Iglesia carismática e institucional
 
 
 
                Sobre el Espíritu Santo, tal y como nos ha sido anunciado y enaltecido por todo el Concilio, el discurso sería largo. No deberíamos dejar de rectificar ciertas opiniones que algunos tienen sobre su acción carismática, como si cada uno pudiera atribuirse el sentirse favorecido con ella para sustraerse a la obediencia de la autoridad jerárquica, como si se pudiera apelar a una Iglesia carismática en oposición a una Iglesia institucional y jurídica (cf. Enc. Mystici Corporis, 1943, n. 62 ss); y como si los carismas del Espíritu santo, cuando son auténticos (cf. 1Ts 5, 19-22; 1Tm 1,18), no fueran favores concedidos para utilidad de la comunidad eclesial, para la edificación del Cuerpo Místico de Cristo (1P 4,10) y no fueran preferentemente concedidos a quien en ella tiene funciones directivas especiales (cf. 1Co 12,28) y sujetos a la autoridad de la Jerarquía (cf. LG 7 y AA 3). Sigue en pie para quien quiere vivir con la Iglesia y de la Iglesia el gran misterio de su animación por virtud del Espíritu Santo; animación que el Concilio ha destacado enormemente y que nos obliga a valorarlo donde él está presente y operante, en la oración, en la meditación, en la consideración de la presencia de Cristo en nosotros (cf. Ef 3,17), en la apreciación suprema de la caridad, el grande y primer carisma (cf. 1Co 12,31), en la celosa defensa del estado de gracia.

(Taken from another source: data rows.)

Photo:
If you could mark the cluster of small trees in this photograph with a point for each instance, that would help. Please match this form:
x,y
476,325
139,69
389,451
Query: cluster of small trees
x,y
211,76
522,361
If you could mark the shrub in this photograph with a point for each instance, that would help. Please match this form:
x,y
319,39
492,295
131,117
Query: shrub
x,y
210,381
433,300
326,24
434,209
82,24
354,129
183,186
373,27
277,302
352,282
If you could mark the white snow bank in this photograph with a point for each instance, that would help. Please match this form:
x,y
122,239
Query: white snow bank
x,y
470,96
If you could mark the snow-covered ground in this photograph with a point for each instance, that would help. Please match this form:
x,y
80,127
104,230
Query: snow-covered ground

La gracia es la comunión de la vida divina en nosotros: ¿Por qué se habla de ello ahora tan poco? ¿Por qué son tantos los que parecen no hacer caso de ello, más atentos a engañarse a sí mismos sobre la licitud de todas las experiencias prohibidas y a destruir en sí mismos el sentido del pecado, que no a defender en la propia conciencia el testimonio interior del Paráclito? (Jn 15,26).
 
 
 
Espiritualidad no individualista
 
 
                Os exhortamos a esta espiritualidad, queridos hijos; no es espiritualidad propiamente subjetiva ni nos quita la sensibilidad ante la necesidad del prójimo, no es inhibición ante la vida cultural y exterior en todas sus exigencias; es la espiritualidad del Amor, que es Dios, en la cual Cristo nos ha iniciado y que el Espíritu Santo llena con sus siete dones de la madurez cristiana" (Pablo VI, Audiencia general, 26-marzo-1969).
 
 
El Concilio presenta líneas de espiritualidad para todo el pueblo cristiano: litúrgica, comunitaria y social. Mira a la Iglesia entera inyectándole savia nueva, regeneradora y espiritual.
 
Pero se sustrae a la enseñanza conciliar quien sólo quiera limitarse a las líneas más horizontales (lo personal, lo social), pensando que "lo vertical", la espiritualidad, es alienante. No es esto lo que el Concilio afirma ni enseña. La vida interior posee la primacía y todos -cada cual según su propio estado de vida- estamos llamados a la santidad, a la perfección cristiana.
 
Nos interesa la invitación de Pablo VI que ahora repite Benedicto XVI: hay que estudiar el Concilio; sus documentos deben ser objeto de estudio serio y de meditación para su sana aplicación. Sin duda, con ese estudio y la formación, seremos medios aptos para la obra que el Espíritu Santo continuamente realiza con su Iglesia.